The pope had a colon tumor removed in 1992, dislocated his shoulder in 1993, broke his femur in 1994, and had his appendix removed in 1996. He uses a cane and for the past two years has used a platform on wheels that the sediari, honorary Vatican officials who used to carry the pope in the elevated sedia gestatoria, push up the main aisle of St. Peter’s and inside the Paul VI Audience Hall. Increasingly the papal household schedules audiences on the third floor of the Apostolic Palace, adjacent to the pope’s private apartment, so that he doesn’t have far to go.

In some quarters, the pope’s condition has revived talk of resignation. Canon 332.2 in the 1983 Code of Canon Law makes provision for a papal resignation. Such speculation is given little credence in Rome, however, in part because John Paul himself has rejected it.

On May 17, 1995, the eve of his 75th birthday -- the age at which canon law requires bishops to submit resignations -- the pope told a general audience that he would leave it to Christ “to decide when and how he wants to relieve me of this service.”

Even more directly, the pope once told Dr. Gianfranco Fineschi, the surgeon who operated on his broken femur: “Both you and I have only one choice. You have to cure me and I have to heal, because there is no place in the church for an emeritus pope.”

What Vatican officials are more prepared to acknowledge these days, however, is the necessity of new strategies for coping with the pope’s physical limits.

One is the growing likelihood that John Paul will eventually use a wheelchair in public. A Roman newspaper reported in late March that a prototype has arrived in the Vatican, courtesy of a 9-year-old Italian girl named Giorgia Papa whose father is a manufacturer. She wrote to the pope during the Jubilee Year, noting that he seemed tired and saying she would talk to her father. The father, Renato Papa, followed up and brought a sample wheelchair to the Vatican Feb. 26, a battery-operated model with reinforced wheels and a seat that can be automatically moved up and down.

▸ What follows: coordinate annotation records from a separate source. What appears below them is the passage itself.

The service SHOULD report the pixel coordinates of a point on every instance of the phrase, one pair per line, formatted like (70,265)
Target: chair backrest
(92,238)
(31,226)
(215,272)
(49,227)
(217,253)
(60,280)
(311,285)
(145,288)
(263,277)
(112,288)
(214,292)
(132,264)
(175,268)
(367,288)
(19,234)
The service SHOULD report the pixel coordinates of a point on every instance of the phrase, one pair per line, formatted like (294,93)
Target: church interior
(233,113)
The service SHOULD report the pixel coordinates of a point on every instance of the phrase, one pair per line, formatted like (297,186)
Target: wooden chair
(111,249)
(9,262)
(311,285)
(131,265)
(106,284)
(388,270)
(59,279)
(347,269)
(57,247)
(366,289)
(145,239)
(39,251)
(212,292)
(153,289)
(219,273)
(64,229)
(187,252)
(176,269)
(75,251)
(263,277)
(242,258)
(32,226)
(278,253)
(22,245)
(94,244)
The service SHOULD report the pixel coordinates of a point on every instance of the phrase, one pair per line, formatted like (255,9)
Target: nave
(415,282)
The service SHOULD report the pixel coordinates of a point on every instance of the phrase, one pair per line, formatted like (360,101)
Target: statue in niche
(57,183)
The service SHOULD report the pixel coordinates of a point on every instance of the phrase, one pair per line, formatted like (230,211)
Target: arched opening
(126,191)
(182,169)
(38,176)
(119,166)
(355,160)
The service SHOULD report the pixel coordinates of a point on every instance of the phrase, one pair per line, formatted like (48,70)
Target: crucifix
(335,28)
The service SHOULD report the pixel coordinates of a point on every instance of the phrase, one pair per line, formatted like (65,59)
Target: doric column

Whether such a high-tech model is selected or something simpler, a wheelchair seems the lone solution to the pope’s incapacity to walk even short distances. Given the rolling platform in use since Christmas of 1999, a wheelchair would in any event mark a change in degree rather than kind.

Second, John Paul will often be little more than a bystander at his own public events. Others will perform his liturgies, offer his blessings, even read his speeches. Last fall, for example, the pope had a dental problem that for a few days caused his mouth to swell and his speech to slur even more than normal. At private audiences during this period, an aide read his speeches while the pope limited himself to one or two impromptu remarks at the end. This, according to sources, is likely to increasingly be the norm.

Many Catholics complain that the pope-as-spectator model means that John Paul is no longer in a position to run the church, and should step aside. Some believe it is sad, and perhaps even cruel, for an old man to be wasting away in full public view.

Others, however, see John Paul’s age and weakness as offering a powerful spiritual witness. Jean Vanier, a Canadian layman and founder of the L’Arche movement that works with physically and mentally disabled persons, was in Rome Feb. 5 for a Vatican news conference. NCR asked Vanier if the pope, given the disabilities he now carries on the public stage, is a more evocative figure, if he offers suffering persons hope.

Vanier smiled, and said: “John Paul has never been more beautiful than he is today.”